George R.R. Martin’s Wild Cards: The Hard Call is being written by Daniel Abraham with art by Eric Battle (who’s also doing the cover art). Set in the world of the popular series of alternate reality fantasy, this story revolves around Croyd Crenson and his search for justice after he’s been framed for a murder in the notorious New York City slum, Jokertown. The first issue of the six-issue limited series is already on sale.
You could tell who the three dozen audience members in attendance were there for by the loud cheers that greeted the transition to
The Dresden Files: Welcome To the Jungle and the introduction of
Dresden author Jim Butcher.
Welcome to the Jungle is an all-new adventure written by Butcher that finds wizard-for-hire Harry Dresden being hunted by a supernatural killer in the Lincoln Park Zoo.
The 1st issue of the 4-issue series is out now. Issue #2 is due in May ($3.99).

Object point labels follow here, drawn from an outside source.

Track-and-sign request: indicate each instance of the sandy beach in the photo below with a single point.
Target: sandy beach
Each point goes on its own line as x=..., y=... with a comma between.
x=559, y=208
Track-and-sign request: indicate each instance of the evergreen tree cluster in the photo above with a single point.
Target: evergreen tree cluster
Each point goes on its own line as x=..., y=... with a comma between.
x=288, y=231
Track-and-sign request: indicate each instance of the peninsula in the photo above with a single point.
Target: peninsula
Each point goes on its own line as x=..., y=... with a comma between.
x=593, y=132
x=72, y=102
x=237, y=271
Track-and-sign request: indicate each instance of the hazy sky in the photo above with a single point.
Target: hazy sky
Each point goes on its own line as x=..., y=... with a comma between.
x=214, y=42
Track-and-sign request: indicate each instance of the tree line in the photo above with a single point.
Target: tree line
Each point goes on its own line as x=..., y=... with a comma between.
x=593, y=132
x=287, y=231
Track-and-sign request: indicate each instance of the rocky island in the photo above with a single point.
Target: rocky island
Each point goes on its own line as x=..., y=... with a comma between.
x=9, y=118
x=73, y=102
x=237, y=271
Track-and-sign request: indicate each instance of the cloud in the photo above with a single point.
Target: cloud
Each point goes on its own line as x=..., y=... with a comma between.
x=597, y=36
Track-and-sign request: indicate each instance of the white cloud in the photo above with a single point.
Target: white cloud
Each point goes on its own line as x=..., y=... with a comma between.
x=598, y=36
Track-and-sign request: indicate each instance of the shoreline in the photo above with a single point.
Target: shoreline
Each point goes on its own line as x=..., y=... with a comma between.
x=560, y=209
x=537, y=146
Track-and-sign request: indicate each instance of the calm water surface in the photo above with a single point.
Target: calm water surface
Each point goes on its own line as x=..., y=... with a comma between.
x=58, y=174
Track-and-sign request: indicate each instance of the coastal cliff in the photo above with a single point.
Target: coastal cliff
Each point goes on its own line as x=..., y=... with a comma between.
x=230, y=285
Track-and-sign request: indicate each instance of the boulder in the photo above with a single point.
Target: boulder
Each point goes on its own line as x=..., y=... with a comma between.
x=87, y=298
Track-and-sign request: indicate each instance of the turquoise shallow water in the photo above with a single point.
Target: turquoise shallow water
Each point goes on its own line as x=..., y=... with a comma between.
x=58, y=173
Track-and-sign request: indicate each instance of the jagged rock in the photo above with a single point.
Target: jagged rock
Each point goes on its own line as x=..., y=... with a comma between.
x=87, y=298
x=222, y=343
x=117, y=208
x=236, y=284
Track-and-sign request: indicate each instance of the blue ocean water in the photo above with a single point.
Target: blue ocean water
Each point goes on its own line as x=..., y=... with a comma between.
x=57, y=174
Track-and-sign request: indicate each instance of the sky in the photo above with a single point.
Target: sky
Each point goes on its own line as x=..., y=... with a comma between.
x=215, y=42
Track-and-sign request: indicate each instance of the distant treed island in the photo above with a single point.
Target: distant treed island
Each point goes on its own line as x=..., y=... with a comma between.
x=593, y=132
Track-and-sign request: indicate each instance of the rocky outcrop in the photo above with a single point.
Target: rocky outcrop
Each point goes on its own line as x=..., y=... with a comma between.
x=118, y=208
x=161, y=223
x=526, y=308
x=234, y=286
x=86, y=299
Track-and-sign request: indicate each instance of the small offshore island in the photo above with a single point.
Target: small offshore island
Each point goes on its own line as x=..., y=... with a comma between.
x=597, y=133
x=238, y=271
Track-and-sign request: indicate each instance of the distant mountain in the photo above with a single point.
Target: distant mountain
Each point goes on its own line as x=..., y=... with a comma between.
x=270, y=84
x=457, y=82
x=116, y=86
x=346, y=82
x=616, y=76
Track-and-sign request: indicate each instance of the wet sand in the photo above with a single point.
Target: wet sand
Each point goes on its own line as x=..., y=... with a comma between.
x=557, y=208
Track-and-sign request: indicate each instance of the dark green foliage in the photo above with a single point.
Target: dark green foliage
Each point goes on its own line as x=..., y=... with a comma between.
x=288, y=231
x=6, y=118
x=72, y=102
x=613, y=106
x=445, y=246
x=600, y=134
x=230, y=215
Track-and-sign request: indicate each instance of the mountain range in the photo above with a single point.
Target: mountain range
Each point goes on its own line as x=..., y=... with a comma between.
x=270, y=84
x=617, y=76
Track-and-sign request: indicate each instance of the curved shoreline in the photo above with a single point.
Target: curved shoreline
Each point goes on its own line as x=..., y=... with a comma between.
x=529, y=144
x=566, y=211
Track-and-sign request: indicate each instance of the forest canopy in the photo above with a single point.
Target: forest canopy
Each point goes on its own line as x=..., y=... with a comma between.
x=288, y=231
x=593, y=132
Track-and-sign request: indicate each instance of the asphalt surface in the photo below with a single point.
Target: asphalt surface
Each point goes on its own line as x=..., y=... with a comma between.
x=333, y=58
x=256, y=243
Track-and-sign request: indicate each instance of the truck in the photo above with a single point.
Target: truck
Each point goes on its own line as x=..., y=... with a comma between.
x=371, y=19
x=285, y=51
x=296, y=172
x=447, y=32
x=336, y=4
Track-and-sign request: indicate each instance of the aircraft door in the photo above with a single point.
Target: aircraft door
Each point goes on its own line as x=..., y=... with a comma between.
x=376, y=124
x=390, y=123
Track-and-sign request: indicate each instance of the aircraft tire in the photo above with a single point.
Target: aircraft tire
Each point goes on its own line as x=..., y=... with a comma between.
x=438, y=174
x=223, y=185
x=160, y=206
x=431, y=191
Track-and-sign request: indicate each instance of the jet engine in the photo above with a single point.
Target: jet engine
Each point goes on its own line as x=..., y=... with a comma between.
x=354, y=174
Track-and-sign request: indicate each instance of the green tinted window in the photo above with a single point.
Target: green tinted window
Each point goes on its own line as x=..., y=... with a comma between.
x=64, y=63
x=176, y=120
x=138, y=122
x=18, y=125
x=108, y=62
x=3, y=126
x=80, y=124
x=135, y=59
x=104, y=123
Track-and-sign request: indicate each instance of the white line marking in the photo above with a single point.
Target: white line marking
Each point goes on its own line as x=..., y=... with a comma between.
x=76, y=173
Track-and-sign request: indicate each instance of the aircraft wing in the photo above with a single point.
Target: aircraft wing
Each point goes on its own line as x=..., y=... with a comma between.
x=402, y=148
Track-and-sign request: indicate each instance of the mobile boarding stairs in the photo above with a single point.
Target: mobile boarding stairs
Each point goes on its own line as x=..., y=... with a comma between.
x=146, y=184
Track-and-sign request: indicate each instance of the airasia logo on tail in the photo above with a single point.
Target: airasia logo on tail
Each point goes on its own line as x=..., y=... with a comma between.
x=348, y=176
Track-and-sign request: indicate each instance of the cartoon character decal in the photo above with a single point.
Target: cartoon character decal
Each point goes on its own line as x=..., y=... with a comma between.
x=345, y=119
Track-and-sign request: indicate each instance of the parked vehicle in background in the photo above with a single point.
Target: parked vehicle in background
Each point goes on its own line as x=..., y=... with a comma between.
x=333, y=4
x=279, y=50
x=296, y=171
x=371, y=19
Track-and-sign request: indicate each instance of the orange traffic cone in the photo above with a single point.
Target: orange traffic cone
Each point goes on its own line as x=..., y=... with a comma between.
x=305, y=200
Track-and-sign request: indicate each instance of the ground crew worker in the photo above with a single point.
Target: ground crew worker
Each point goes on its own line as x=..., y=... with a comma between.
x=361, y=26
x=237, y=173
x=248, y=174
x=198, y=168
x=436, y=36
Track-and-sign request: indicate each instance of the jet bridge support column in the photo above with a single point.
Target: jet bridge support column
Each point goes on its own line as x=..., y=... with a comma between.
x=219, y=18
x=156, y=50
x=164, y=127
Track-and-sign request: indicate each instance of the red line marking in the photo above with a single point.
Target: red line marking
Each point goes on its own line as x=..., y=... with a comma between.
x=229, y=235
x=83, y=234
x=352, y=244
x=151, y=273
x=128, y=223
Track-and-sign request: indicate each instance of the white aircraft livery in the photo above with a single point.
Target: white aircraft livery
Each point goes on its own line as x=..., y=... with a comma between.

Chris McGrath’s cover art was shown, and it was stated that the hardcover collection of the miniseries will ship in October.
Butcher started off by discussing why this mini is a prequel to the book series. He says he always drops references to other cases in the other Dresden books and that he always intends to go back to do short stories based on them. He says this story was actually inspired by a line in the pilot to the
Dresden Files TV series referencing a past case at the zoo.

“Oh, that mess in the zoo, that sounds so vague … it leaves so much room.” So when he was asked to write an out-of-continuity story to introduce Dresden to comic book readers, Butcher said “I called it ‘Welcome to the Jungle’ and threw in some Upton Sinclair quotes …and thus justified my college education. To myself anyway.”
Butcher said it was a struggle doing comics since he’s never had to worry about panel descriptions and limiting words before. “It was really difficult at first because I was a newbie working in…a new style basically.”
Another fan asked what comics he loved as a kid. “Between 1983 and 1986, I bought every title Marvel published except for the overt marketing ones, like
GI Joe and
Transformers…and none of that New Universe crap!” Butcher said.
Butcher says he pretty much stopped reading comics after getting his drivers license.
He calls Spider-Man a huge influence on his work and said Harry Dresden is really Peter Parker with magic. “Poor Peter Parker. He’s the guy who can never catch a break.”
Butcher says the adaptation of his
Storm Front is next on Dresden’s comic book agenda, but he’s not doing it. He did say that the Dabel Brothers may sucker him into doing a four-issue mini series set just after that storyline.
As for a
Dresden Files movie, Butcher says he will be getting the film rights back from Lionsgate very soon, in four years from last Wednesday. “Not that I’m keeping track,” he joked.